Document Type

Article

Publication Date

2021

Abstract

Settlement is a term rarely used in criminal law. Instead, people speak almost exclusively of plea bargaining—i.e., enforceable agreements in which a defendant promises to plead guilty in exchange for a prosecutor’s promise to seek leniency in charging or at sentencing. But a traditional plea agreement is just the most visible instance of a much broader class of possible criminal settlement agreements. In terms of their fundamentals, criminal settlements are indistinguishable from their civil counterparts: through either an atomized or comprehensive bargain, parties exchange what they have for what they want, advancing their respective interests in cost minimization, risk mitigation, and value maximization. Focusing only on a defendant’s promise to plead guilty discounts the diversity and complexity of the agreements into which defendants and prosecutors may and regularly do enter. This Article advances a comprehensive framework of criminal settlement—one that leverages incomplete or partial settlements as an analytical frame that stretches beyond mere plea bargaining. As in the civil context, criminal settlements need not resolve disputes outright but may instead limit or redefine a dispute in a way that the parties find mutually beneficial.
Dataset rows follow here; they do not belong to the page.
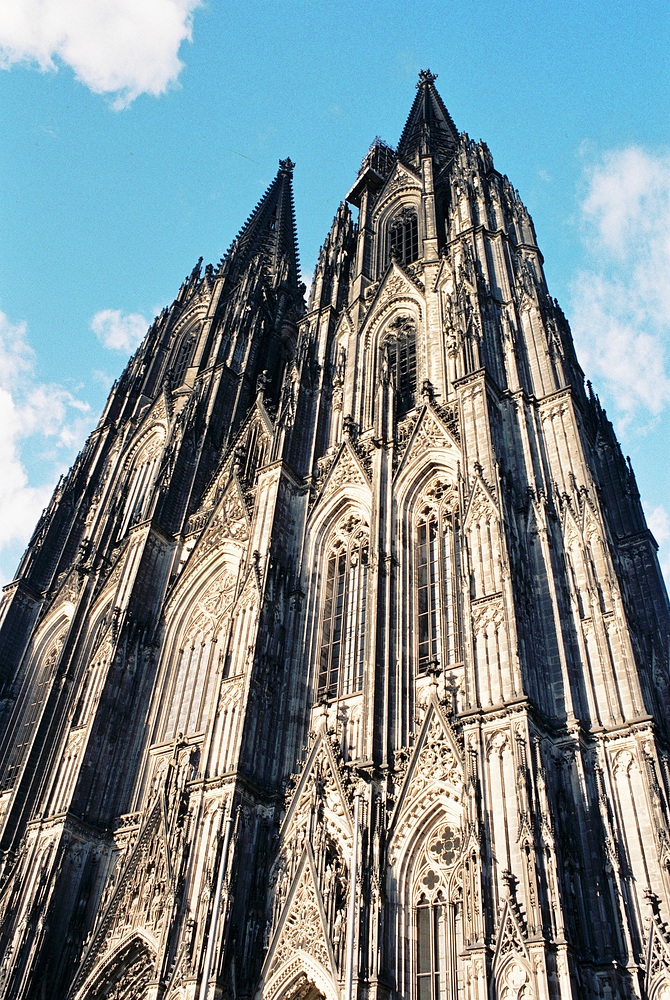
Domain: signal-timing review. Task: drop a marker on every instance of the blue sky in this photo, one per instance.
(139, 134)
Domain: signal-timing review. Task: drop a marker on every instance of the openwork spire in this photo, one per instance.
(270, 232)
(430, 129)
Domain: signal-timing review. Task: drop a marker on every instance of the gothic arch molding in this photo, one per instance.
(125, 974)
(301, 978)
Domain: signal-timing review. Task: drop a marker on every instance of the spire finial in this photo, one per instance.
(425, 76)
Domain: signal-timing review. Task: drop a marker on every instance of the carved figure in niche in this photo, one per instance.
(515, 984)
(338, 377)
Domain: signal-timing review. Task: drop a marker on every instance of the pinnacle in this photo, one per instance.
(430, 129)
(270, 232)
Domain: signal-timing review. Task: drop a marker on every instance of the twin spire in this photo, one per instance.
(270, 230)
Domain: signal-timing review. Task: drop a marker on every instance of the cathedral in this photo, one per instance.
(337, 666)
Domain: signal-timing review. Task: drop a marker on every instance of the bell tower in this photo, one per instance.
(338, 665)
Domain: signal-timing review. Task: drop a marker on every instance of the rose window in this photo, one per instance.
(445, 846)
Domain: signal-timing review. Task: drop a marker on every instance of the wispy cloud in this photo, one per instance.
(621, 301)
(658, 520)
(33, 414)
(119, 331)
(119, 47)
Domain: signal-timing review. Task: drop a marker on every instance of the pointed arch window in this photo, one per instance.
(29, 708)
(404, 236)
(436, 610)
(399, 362)
(199, 658)
(438, 940)
(429, 937)
(344, 610)
(140, 480)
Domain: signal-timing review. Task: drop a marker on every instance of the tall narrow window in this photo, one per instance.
(429, 948)
(197, 662)
(344, 611)
(428, 592)
(182, 361)
(437, 618)
(140, 481)
(404, 236)
(399, 359)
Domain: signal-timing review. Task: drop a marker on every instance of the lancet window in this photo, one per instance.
(436, 611)
(30, 704)
(398, 361)
(344, 610)
(438, 918)
(404, 236)
(199, 658)
(141, 480)
(182, 360)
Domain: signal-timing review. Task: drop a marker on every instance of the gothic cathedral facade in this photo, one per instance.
(337, 667)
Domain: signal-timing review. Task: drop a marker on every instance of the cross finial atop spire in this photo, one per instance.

A crucial difference in the criminal context, however, is that these bargains necessarily take place in the shadow of judicial discretion that regulates access to the state’s power to punish. Consequently, prosecutors and defendants may agree to reshape procedures, issues, and potential outcomes in order to constrain or influence judicial decision- making in ways that are congruent with their respective interests. But judges are not passive in this landscape. They, too, may act strategically to prompt the bargains we ultimately observe. By modeling this interplay between parties and judges, this Article fashions a more complete picture of the motivations, consequences, and policy implications of criminal settlement.